How do my arms still feel so empty when I have an actual, living infant to fill them from a previous pregnancy? Is there never to be a balm to the act of loss?
I think a part of me naively thought things would be different this time around. “Pots of gold,” they’re called in the loss community. In an internet world of cutesy names (“angel baby,” “stardust baby,” “babydust”) masking how ugly we feel inside, the “bonus rainbow” baby seems to be called the pot of gold. The baby that came after the rainbow, with no more storms in between! (“Sunshine” is the title I’ve seen given to the first baby, for those lucky enough to have had a living baby before loss).
I even knew pot-of-gold babies! Even within my very own family! Why not me, right? Why wouldn’t I get the golden goose of happiness after everything I went through?
That is the question, isn’t it?
I guess for another blog post.
Hi, Shelby. I found your piece on pregnant chicken and it sounds very similar to what I am going through. I just had my 6th loss over the course of a little over a year. I’m not getting any answers, except my own diagnosis of ‘hyperfertility’. After googling this term your piece came up – which is so refreshing because nobody I know or have worked with in the medical setting seems to have any experience with this. I would love to ask you questions about your journey. Would that be possible?
I’m so sorry about your losses, Courtney. Please feel free to comment and I’ll try my best to answer what I can. I also recommend looking into Professor Quenby out of the UK and her research, as she coined hyperfertility and is an amazing figure doing things to help figure out why recurrent loss happens.
Hi Shelby,
I am so sorry for all of your losses. Thank you so much for sharing and writing about it.
Your piece on pregnancy chicken resonated with me so much (the hyperfertility, recurrent losses and DNA frag). I’ve gone through 6 chemicals so far (2 natural and 4 through IVF). Our only explanation is DNA frag (literally everything else is normal).
Did you ultimately have success “naturally?”
Thank you!
Natalia
Hi Natalia,
Thank you so much for commenting — I don’t know how I only just saw this. Sometimes my emails from wordpress get scrambled, and I happened to notice your comment now. The pandemic has definitely sapped time for my own personal writing.

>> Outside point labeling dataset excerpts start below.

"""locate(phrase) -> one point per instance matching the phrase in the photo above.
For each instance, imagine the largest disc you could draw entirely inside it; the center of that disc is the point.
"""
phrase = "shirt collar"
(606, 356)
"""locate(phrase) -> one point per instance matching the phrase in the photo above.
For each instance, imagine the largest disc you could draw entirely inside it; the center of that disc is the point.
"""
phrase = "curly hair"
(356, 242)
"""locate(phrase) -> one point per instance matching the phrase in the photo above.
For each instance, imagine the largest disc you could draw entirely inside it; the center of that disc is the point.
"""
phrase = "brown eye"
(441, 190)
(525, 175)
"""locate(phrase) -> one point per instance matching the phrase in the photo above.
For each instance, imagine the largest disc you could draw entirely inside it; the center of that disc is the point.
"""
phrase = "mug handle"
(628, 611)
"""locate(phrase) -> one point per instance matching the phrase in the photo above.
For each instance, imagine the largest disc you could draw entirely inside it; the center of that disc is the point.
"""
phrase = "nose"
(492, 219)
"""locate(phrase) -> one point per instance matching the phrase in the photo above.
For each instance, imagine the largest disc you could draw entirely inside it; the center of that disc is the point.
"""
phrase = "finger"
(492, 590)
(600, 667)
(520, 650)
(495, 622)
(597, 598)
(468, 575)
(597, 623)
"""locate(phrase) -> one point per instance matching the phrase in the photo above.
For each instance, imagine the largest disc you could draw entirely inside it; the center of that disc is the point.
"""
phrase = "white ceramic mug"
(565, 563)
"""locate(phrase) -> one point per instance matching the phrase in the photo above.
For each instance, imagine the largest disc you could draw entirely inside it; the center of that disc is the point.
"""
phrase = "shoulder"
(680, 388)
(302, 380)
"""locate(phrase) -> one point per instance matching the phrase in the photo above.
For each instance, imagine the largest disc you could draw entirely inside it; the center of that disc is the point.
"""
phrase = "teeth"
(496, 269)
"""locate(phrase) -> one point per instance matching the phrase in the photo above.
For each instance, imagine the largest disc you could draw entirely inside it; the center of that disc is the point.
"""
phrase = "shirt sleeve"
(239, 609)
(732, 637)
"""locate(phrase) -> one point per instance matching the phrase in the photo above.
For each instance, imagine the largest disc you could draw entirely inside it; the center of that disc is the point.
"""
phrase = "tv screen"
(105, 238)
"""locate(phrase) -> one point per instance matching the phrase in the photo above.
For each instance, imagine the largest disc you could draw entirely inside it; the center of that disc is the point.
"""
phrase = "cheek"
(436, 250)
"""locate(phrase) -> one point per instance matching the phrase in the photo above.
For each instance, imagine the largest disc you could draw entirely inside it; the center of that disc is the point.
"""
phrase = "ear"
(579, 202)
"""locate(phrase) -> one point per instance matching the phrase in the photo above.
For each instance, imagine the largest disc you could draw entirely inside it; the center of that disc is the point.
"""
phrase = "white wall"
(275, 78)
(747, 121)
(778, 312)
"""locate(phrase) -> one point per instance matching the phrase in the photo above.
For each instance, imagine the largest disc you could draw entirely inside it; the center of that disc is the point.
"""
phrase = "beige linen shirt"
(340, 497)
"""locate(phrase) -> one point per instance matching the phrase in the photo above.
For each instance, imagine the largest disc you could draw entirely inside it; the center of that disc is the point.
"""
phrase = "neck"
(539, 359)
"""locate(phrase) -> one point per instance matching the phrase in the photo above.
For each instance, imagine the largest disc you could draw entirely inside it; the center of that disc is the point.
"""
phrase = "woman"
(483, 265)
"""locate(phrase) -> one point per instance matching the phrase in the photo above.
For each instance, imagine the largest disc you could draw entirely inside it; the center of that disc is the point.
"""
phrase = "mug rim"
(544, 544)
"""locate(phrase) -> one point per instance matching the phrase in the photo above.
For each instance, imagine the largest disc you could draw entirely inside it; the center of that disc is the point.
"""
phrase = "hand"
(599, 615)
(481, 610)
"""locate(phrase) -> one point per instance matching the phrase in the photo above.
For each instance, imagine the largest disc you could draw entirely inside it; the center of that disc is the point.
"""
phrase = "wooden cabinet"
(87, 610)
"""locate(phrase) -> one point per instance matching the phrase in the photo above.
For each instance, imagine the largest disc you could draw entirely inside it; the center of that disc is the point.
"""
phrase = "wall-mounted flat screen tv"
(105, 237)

I did have success naturally — twice, fingers crossed. I had a baby in January of 2019 and am now due in April of 2021. In both cases, the only things that seemed to make a difference were my husband avoiding heat. Before my January 2019 baby, I was a stressed out control freak who begged my husband to put ice on his testicles per multiple studies showing how it reduced DNA sperm fragmentation (and he worked around high heat). After several months of that, we conceived her and had a healthy pregnancy.
This time around, that didn’t happen… but my husband was home away from the high heat he usually works in for months (4+) and also had success as baby appears to be healthy per multiple tests. I reference that 3-4 month range because I know that’s the typical lifecycle for a sperm, and usually any changes to sperm take 72+ days before fully seeing affects.
Please feel free to comment again or email me (shelbyilene @ gmail . com) if you have any questions or just need to vent. It’s so, so hard to deal with multiple miscarriages, and it seems an even smaller segment of the miscarriage world deals with it being a male issue.